The open call made its debut during the CPB’s 2024 edition. It has now become its calendar event. This year saw 9,400 entries from 37 countries, filtered through an eight-member international jury that initially worked anonymously, responding only to the power of the image.
“Photography and its presentation as art in accessible forms has always been at the heart of the Chennai Photo Biennale Foundation,” said Varun Gupta, founding director of the foundation. “Exhibitions across public spaces such as parks, beaches, libraries, heritage sites, train stations, malls and galleries invite wider audiences to encounter photographic art, while fostering awareness of sociocultural, environmental and regional stories through creative expression.”
Among the varied works, in theme and form, a debutant like Sugandha Garg presents an intricate miniature world through her handmade box cameras, while an experienced Yash Sharma explores surveillance and anonymity through portraits where faces are obscured or manipulated. “I wanted people to see it. I wanted to see if the work could stand on its own,” said Garg.
Curating such an exhibition can be done only after making a detailed study of the work and the space where it will be showcased. In the mall, where attention is fleeting, the organisers placed a few arresting images that provide an immediate aesthetic jolt.
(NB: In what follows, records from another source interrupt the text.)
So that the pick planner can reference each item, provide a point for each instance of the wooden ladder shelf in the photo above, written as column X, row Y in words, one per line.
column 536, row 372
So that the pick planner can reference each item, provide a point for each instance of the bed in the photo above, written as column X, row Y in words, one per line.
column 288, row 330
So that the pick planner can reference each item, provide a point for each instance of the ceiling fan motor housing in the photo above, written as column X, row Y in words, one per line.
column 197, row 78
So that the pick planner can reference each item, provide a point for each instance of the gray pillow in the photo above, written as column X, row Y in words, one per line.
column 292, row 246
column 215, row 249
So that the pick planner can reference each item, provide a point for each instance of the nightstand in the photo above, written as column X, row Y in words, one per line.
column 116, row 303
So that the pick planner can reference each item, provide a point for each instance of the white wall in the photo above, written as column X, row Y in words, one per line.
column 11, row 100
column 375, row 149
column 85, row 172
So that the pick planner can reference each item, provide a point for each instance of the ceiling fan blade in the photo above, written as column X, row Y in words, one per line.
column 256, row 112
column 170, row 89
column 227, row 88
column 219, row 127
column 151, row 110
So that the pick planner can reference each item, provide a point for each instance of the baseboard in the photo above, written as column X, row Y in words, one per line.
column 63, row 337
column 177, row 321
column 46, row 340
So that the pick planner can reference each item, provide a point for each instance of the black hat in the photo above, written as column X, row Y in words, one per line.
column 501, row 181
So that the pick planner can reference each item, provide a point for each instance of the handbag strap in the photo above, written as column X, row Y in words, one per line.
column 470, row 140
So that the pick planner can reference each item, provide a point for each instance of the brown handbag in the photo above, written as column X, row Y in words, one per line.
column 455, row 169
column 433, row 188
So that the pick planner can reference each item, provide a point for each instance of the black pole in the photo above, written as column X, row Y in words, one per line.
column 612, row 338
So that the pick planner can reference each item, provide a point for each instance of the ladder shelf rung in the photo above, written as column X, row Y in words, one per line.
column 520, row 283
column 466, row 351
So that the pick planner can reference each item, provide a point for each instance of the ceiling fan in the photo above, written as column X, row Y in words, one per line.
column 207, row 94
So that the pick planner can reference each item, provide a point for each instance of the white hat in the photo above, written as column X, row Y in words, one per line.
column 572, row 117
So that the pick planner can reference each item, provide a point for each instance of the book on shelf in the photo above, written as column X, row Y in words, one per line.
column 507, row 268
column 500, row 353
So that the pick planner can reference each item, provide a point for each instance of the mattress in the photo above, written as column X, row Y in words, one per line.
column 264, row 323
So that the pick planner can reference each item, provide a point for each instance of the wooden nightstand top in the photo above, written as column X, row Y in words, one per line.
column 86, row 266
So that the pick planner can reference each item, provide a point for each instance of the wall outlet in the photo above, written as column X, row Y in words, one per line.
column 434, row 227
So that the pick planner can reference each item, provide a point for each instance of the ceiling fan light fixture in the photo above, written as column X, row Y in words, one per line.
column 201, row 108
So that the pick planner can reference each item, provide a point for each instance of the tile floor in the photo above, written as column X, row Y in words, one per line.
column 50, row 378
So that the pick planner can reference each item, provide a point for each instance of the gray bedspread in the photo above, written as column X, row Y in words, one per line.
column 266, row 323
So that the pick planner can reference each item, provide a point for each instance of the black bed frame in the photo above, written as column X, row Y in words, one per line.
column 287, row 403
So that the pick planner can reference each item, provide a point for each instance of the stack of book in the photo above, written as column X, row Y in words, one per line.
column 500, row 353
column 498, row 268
In the quieter reflective environments like the MRC Nagar park and the Avtar Foundation, they placed complex, long-form narratives that require time to sink in. “We made sure we provided something very easy to follow and understand—visually stunning work,” said Ranga Prasad, CPB’s director of exhibitions. “At the end of the day, the public needs to understand the work.”
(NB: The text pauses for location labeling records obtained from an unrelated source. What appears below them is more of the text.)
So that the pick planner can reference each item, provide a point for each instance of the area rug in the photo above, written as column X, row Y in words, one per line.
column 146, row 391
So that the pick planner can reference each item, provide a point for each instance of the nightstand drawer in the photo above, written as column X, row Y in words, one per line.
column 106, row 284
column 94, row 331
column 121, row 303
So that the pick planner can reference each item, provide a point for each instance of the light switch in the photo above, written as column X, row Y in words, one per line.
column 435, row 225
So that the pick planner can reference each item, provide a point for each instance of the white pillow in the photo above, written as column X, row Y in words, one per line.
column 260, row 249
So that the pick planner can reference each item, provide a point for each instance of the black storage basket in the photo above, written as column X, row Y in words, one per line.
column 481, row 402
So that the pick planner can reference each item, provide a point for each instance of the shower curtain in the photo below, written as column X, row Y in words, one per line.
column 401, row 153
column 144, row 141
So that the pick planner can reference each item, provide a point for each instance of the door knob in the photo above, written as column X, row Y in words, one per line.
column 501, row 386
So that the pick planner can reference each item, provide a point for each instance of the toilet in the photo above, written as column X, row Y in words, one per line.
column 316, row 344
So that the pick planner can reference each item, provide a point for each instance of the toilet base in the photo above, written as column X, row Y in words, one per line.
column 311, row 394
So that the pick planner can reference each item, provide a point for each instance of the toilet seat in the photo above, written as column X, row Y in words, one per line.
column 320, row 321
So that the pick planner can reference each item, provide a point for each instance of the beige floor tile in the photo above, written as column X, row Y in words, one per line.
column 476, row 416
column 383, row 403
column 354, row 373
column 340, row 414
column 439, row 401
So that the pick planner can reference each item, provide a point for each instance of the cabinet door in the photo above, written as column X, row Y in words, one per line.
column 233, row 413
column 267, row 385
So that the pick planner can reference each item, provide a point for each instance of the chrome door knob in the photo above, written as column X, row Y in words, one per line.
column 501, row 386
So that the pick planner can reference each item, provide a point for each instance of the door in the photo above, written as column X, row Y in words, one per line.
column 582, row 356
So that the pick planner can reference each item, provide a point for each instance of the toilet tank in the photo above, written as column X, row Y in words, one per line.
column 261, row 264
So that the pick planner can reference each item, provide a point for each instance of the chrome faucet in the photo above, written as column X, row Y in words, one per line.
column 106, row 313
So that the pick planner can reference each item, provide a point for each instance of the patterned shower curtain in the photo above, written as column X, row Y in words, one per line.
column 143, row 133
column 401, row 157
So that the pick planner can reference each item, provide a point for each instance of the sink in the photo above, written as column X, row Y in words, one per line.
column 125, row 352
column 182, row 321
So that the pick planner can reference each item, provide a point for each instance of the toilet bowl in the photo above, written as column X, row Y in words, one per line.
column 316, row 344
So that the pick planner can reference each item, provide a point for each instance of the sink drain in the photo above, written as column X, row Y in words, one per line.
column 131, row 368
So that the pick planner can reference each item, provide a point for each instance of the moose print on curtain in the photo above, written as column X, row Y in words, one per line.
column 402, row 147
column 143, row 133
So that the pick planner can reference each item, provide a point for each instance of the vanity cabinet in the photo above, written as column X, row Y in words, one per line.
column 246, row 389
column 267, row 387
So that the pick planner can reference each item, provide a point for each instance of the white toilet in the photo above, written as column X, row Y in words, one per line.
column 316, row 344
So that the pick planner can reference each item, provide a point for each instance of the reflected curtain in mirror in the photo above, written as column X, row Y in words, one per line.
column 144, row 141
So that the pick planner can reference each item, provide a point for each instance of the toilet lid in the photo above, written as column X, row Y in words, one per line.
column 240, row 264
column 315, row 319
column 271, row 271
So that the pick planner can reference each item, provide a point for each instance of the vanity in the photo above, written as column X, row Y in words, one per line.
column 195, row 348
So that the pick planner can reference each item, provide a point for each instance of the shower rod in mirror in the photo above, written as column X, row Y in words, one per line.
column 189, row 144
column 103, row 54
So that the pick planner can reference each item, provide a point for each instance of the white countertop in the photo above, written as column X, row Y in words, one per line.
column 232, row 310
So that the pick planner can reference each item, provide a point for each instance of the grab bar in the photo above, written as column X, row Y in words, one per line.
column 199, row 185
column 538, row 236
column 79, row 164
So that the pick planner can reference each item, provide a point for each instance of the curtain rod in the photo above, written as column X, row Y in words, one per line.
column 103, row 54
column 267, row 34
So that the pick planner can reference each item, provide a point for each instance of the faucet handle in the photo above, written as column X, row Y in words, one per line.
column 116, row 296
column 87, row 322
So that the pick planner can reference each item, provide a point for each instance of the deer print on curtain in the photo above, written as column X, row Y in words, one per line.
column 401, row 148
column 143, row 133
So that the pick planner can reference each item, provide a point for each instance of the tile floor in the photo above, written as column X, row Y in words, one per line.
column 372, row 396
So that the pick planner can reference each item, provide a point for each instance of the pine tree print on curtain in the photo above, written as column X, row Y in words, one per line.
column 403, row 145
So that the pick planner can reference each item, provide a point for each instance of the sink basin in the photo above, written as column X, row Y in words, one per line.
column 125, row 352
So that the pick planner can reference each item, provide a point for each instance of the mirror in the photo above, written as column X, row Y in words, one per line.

Gupta and Prasad argue that in a world of synthesised perfection, the value of photography lies in its capacity to witness and grieve. For instance, the work of Swastik Pal, 35, who has spent 17 years behind the lens, stings your imagination. His decade-long project—In the Shadow of the Tiger—documents the disappearing livelihoods of the Sundarbans. “An AI can generate a tiger, but it cannot document the sweat, the mythology of the forest goddess Bonobibi or the visceral reality of a community living on the edge of extinction,” explained Pal.